While the use of AI in the healthcare sector is at a nascent stage at this point in time, experts predict that AI powered systems should be able to deliver predictive medicines and predictive care depending on the unique needs of every individual by 2030.
Karla Kriwet, CEO, Connected care and Health Informatics at Royal Philips predicts that the first big consequence of the use of AI is that in the next ten years health systems will be able to deliver both proactive and predictive care.
According to Kriwet, a combination of AI and predictive analytics will help data scientists in the healthcare sector to get deeper insights into disparate factors affecting human health. As a consequence, medical professionals will be able to predict when one might catch an infection taking into consideration a variety of other relevant pieces of information such as place of birth, eating habits, place of work and local pollution levels.

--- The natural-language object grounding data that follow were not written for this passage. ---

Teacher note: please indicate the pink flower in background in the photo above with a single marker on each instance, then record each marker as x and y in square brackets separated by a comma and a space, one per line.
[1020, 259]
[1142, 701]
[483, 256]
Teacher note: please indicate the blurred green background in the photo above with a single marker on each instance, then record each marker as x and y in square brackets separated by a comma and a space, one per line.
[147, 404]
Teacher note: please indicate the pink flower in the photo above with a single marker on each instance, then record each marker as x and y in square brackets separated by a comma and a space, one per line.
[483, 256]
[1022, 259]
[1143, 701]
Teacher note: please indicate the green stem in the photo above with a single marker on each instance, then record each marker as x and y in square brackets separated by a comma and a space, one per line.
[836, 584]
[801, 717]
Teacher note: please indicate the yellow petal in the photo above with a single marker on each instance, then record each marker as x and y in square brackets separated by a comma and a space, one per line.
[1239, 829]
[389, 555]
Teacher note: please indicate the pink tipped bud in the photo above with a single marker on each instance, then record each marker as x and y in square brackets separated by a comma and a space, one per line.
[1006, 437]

This implies that health systems can predict when an individual is at the risk of developing a chronic disease and suggest various preventive measures before it gets worse. Already this development has been so successful with respect to certain diseases such as diabetes and congestive heart disease that their rates have been declining.

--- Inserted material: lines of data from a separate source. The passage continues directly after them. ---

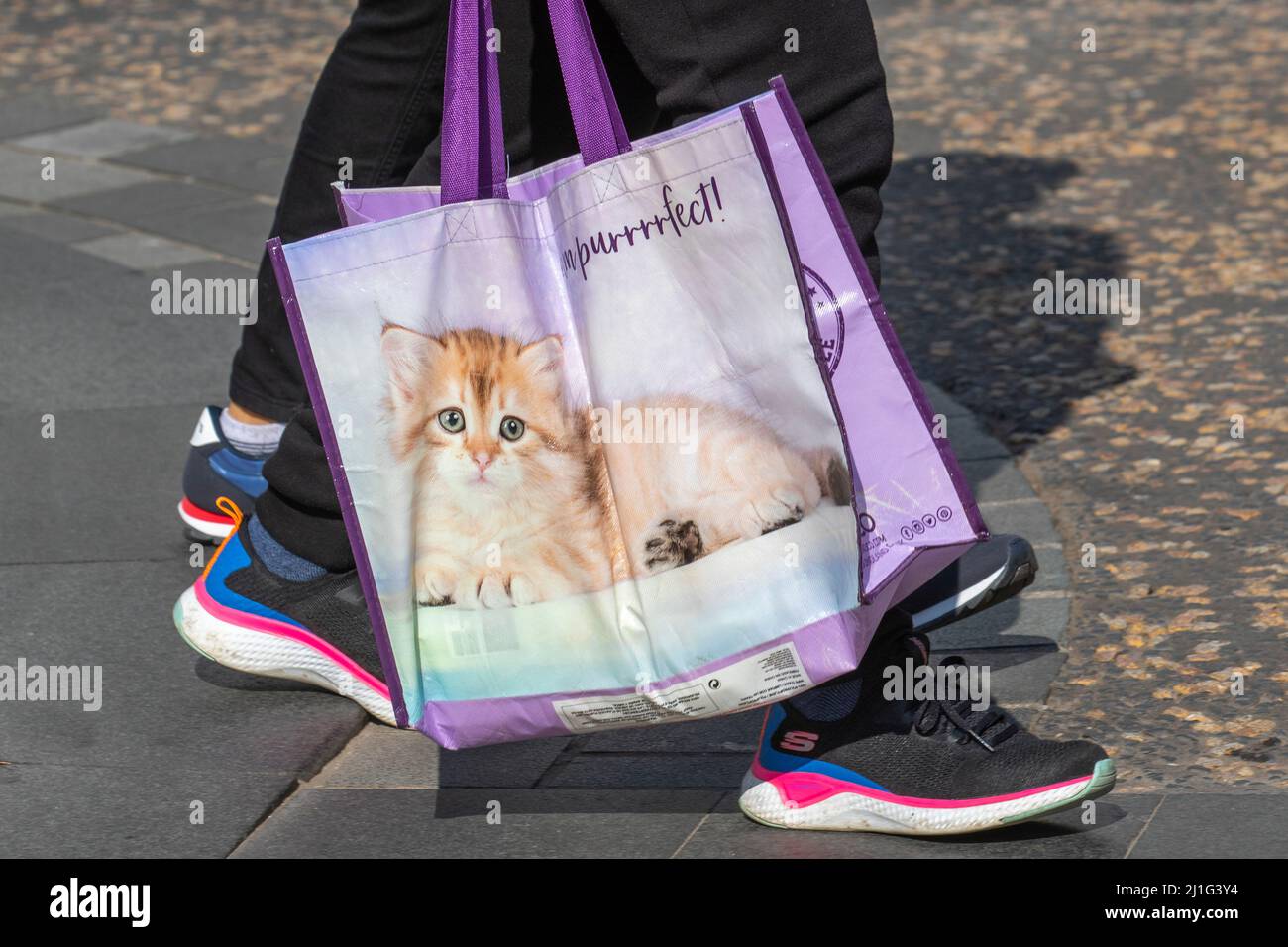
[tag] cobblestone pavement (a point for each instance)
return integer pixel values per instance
(1117, 163)
(1113, 163)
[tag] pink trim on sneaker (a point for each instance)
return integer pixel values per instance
(271, 626)
(803, 788)
(205, 515)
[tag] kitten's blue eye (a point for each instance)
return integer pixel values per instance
(511, 428)
(451, 420)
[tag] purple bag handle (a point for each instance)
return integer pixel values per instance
(473, 141)
(473, 144)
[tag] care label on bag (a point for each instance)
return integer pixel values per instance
(763, 678)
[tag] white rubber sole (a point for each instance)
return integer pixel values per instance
(204, 527)
(851, 812)
(273, 656)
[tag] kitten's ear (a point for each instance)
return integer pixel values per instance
(544, 356)
(406, 355)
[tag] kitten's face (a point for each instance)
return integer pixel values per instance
(485, 408)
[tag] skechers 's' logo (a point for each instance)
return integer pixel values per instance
(799, 741)
(102, 900)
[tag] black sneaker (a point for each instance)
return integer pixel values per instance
(986, 575)
(215, 471)
(244, 616)
(913, 767)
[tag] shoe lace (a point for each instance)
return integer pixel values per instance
(230, 509)
(971, 724)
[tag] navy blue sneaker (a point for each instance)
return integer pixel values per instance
(244, 616)
(986, 575)
(215, 470)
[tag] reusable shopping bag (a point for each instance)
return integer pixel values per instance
(622, 441)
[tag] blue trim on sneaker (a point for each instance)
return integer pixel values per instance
(243, 472)
(233, 557)
(780, 762)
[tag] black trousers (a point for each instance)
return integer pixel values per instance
(378, 105)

Medical Informatics researchers at the School of Medicine, Universite Libre de Bruxelles, Brussels, Belgium observe that Food and Drug Administration(FDA) has already approved many algorithms that will lead to the development of augmented medicine. Augmented medicine is not only enabled by AI, but also by several other digital tools such as surgical navigation systems for computer assisted surgery, VR tools for surgery, pain management and psychiatric disorders.
Kriwet also believes that networked hospitals and connected care will be the order of the day in the coming years as the healthcare industry worldwide would
digitally transform. Once this happens the hospital as we know would no more be one big building offering specialization in treating a broad range of diseases. Instead it will cater to only those who are critically ill and highly complex procedures while less urgent cases will be monitored and treated at retail clinics, specialist treatment clinics and even at the homes of the patients. All these locations will be connected to a single digital infrastructure. Centralized command centers will analyze clinical and location data to monitor supply and demand data across the network. Using AI to spot patients with deteriorating conditions and directing the right care required at the right places the system will get the right healthcare professionals to care for each patient.
“In 2030, AI-powered predictive healthcare networks are helping to reduce wait times, improve staff workflows and take on the ever-growing administrative burden. The more that AI is used in clinical practice, the more clinicians are growing to trust it to augment their skills in areas such as surgery and diagnosis,” observes Kriwet.
The patient-staff experiences are also expected to improve dramatically with the use of AI and other digital technologies. And that the systems will achieve by constantly learning from every patient and every diagnosis.
However connected care will be a long and complex journey where governments, private healthcare institutions and technology providers will all have to collaborate to ensure that various IT systems are interoperable and scalable. Considering the complexities involved it will be a decade before we get there.